We collaborated with Harvey to post-train a frontier legal model on top of GLM-5.1. In Harvey's Legal Agent Benchmark⌝ (LAB), our trained model outperformed every available model on rubric pass rate. Notably, we found that it outperforms Opus 4.8 Max and GPT-5.5 xhigh, a threshold that previous trained models across the industry had not yet reached.
We optimized the end-to-end training process, spanning data and grader analysis, harness engineering, and full-parameter reinforcement learning. All reported eval scores are on a held-out test split that mirrors the full LAB distribution.

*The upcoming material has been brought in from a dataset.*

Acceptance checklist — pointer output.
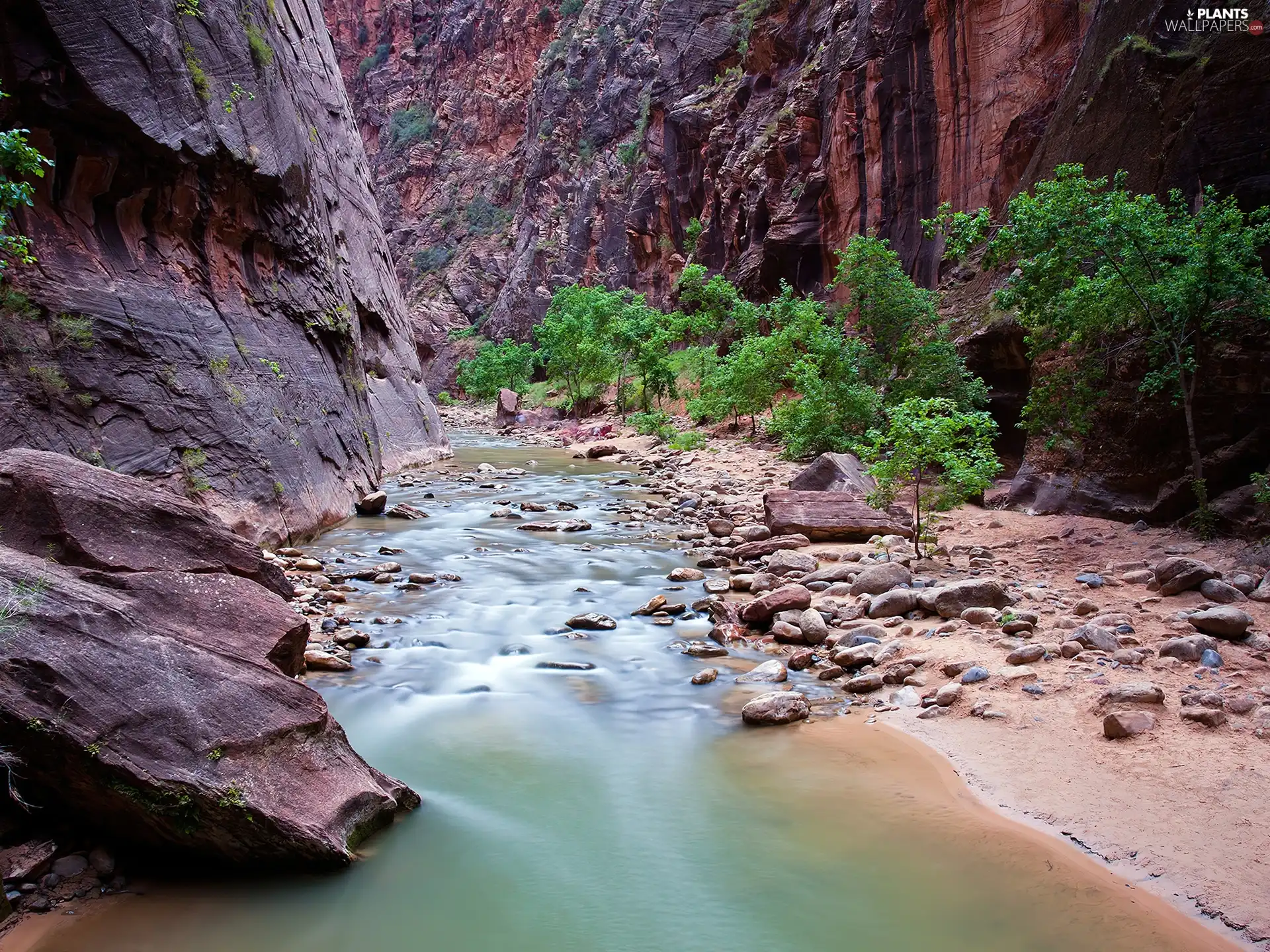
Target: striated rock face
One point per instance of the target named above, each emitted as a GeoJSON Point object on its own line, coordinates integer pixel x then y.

Why Legal Work is a Demanding Test
Legal work is challenging for AI agents because partial success is often not enough. A response can be fluent, plausible, and mostly correct, yet still fail if it misses a required clause, overlooks a document, misstates a jurisdictional detail, or fails to satisfy one part of a multi-step instruction.
Harvey's open-source Legal Agent Benchmark (LAB) is designed around that standard. It is difficult not only because the tasks are complex, but also because the grading schema is strict: a task passes only when all of its required criteria are satisfied.
LAB contains more than 1,250 tasks across 24 legal practice areas. Each datapoint includes source documents, task instructions, and a task-specific rubric. In total, the benchmark contains more than 75,000 binary criteria. This makes LAB difficult for frontier models, since performance depends not only on broad legal reasoning, but also on sustained attention, tool use, document handling, and consistency across every part of a task.
Methodology with AC2
Training a frontier model on tasks as difficult to verify as LAB requires trust in the optimization signal. A powerful open-weight model will learn to exploit any flaw in the grader via loopholes in the evaluation criteria and environment. We conducted evaluations, training jobs, consistency checks, and the supporting analysis on our platform Applied Compute Agent Cloud⌝.
We present evaluations of closed and open-weight models describing the frontier of performance on LAB tasks. All evaluations (except baselines for harness comparisons) are run with the same final compaction harness and max reasoning effort. Evaluations use GPT-5 Mini as the grader model with batches of 4 criteria-per-call.
Data Analysis
We conducted a thorough analysis over data and graders to determine the best setup for training.
Grader Alignment
Since LAB utilizes LLM-as-a-Judge for its grading methodology, we analyzed a set of frontier models to determine the best judges for the task. We pulled the two strongest frontier models available at the time of analysis (GPT-5.5 and Opus 4.7) and ran a 50-point subset through the original LAB harness, producing traces covered by over 2,500 rubric criteria. We then reran candidate grader models three times each to measure self- and cross-consistency.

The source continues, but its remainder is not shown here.